Contrary to the perceived apocalyptic scenario, we believe the future is all about people: after all, the value of technologies is in the knowledge we humans embed within them and how we interact with them, not the machines themselves. For that human-based scenario to work we need an agile, future-ready workforce, ready to embrace a data-driven world in partnership with robotics and autonomous systems.
An existing example is the Siemens “lights out” manufacturing plant in Amberg, Germany, which is automated to the point where some lines can run unsupervised for several weeks. This is viewed as a stepping stone towards a fully self-organising factory that would allow the manufacture of highly customisable products. Yet this automated factory has 1,150 employees supporting it, just with different roles focused on programming, monitoring and machine maintenance.
The new industrial revolution
Since the first industrial revolution people have generally had to follow the technology, moving to the big cities or from developing nations to developed countries, to improve their access to the opportunities offered by technology.
At Heriot-Watt we are embracing both the newest technological opportunities and the challenges that they bring.

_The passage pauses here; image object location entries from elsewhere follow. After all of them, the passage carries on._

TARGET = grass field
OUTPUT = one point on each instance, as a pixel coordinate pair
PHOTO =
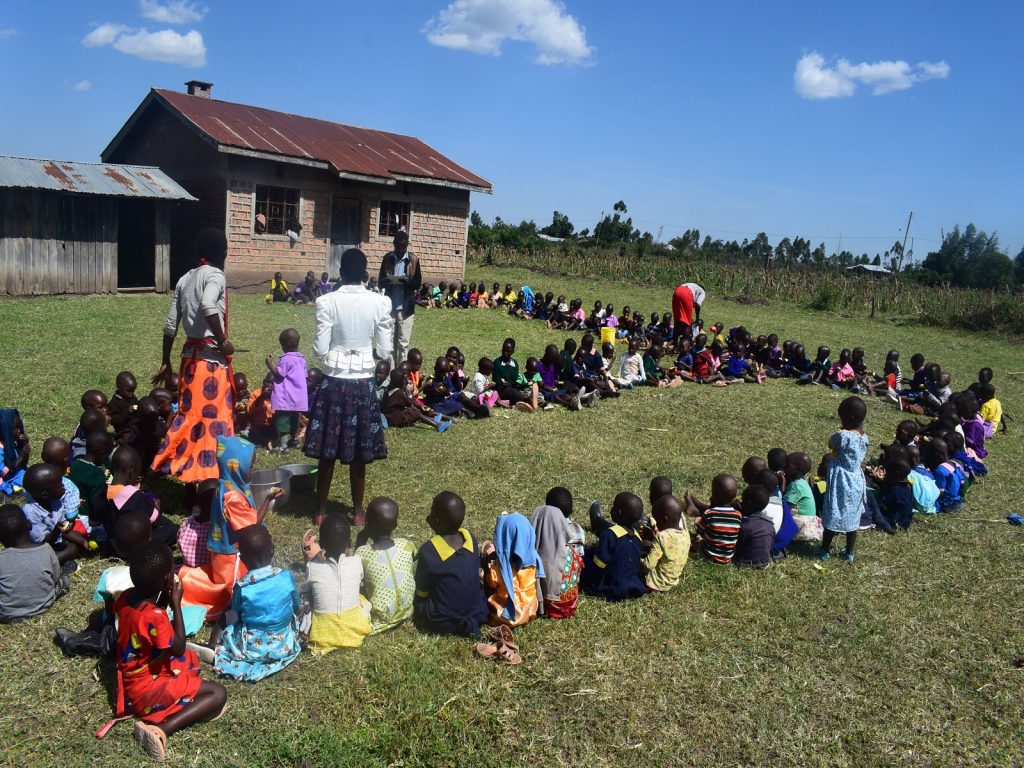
(907, 656)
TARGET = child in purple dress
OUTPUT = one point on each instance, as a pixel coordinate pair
(289, 397)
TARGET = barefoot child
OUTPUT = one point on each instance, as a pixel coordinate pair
(159, 679)
(388, 567)
(259, 635)
(844, 500)
(340, 613)
(449, 592)
(511, 569)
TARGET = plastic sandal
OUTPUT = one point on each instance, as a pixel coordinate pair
(152, 739)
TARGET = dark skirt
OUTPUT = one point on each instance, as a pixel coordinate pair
(345, 422)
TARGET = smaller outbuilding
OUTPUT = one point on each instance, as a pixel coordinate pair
(69, 227)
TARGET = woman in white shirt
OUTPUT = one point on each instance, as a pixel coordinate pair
(344, 415)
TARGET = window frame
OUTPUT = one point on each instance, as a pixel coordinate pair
(380, 217)
(298, 210)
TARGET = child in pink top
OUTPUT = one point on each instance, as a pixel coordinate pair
(289, 397)
(841, 374)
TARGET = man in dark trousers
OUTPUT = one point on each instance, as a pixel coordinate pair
(400, 279)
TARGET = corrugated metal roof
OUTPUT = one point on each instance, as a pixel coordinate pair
(89, 178)
(345, 147)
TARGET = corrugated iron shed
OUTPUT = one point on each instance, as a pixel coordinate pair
(346, 148)
(89, 178)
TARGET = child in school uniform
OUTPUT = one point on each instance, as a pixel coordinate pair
(340, 613)
(612, 568)
(670, 545)
(289, 397)
(556, 545)
(844, 501)
(757, 534)
(449, 591)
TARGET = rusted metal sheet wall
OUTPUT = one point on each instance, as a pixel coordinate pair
(52, 243)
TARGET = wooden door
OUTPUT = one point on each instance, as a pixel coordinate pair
(346, 226)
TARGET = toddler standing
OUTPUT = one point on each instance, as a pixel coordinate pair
(844, 500)
(289, 397)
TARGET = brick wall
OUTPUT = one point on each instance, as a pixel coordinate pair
(254, 258)
(437, 237)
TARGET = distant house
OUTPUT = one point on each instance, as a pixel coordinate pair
(872, 269)
(294, 193)
(84, 227)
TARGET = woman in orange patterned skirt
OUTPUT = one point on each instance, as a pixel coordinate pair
(207, 399)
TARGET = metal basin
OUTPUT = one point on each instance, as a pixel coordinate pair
(261, 480)
(303, 476)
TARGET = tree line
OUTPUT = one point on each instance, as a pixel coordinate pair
(966, 258)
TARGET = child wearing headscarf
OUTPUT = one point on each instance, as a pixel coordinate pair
(511, 569)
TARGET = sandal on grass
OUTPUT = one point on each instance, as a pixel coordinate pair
(309, 546)
(502, 635)
(152, 739)
(499, 652)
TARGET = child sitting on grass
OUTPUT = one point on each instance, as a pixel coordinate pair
(258, 636)
(401, 411)
(388, 566)
(718, 521)
(670, 545)
(612, 568)
(123, 403)
(50, 514)
(844, 501)
(449, 591)
(159, 679)
(31, 578)
(757, 534)
(562, 564)
(511, 569)
(124, 497)
(340, 613)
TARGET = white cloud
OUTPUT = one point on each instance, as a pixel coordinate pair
(814, 78)
(104, 35)
(164, 45)
(175, 11)
(481, 27)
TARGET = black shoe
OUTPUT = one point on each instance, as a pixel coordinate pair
(78, 643)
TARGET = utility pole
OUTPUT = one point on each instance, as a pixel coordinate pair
(906, 231)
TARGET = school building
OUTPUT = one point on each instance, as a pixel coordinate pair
(294, 193)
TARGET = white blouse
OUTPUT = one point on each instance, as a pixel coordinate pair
(350, 323)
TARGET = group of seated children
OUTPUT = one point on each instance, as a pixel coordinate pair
(86, 495)
(306, 291)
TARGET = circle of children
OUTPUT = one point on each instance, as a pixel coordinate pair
(86, 495)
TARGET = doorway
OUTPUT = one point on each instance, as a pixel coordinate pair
(136, 245)
(346, 225)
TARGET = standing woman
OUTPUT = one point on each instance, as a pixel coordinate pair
(344, 415)
(200, 306)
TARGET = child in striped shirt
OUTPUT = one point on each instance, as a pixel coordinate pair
(718, 521)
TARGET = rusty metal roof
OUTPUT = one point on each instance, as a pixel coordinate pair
(89, 178)
(347, 150)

Our work involves engaging with government and industry around a people first ethos via our Centre of Embedded Innovation (CEI) concept, which is reaching out to all of our communities to enable access to the latest advances in data analysis, robotics and autonomous systems.
The rise of robots in industry means we must look at new ways of working and collaborating with them.
Studies by the Sutton Trust have indicated that in the past decade in the UK, the gap between rich and poor in society has increased, with inequality now at a record high. The CEI seeks to address this societal imbalance through making opportunity more equal, in which education plays the key role, and helping to create a new “embedded” industrial revolution which supports business and economic growth, transferring knowledge and resources to those communities most at risk of poverty.
Wealth creation and innovation must be centred on people to achieve a prosperous future that is inclusive throughout society. It’s also clear that the speed of this industrial revolution warrants a transformative change in strategy through government, industry and academia.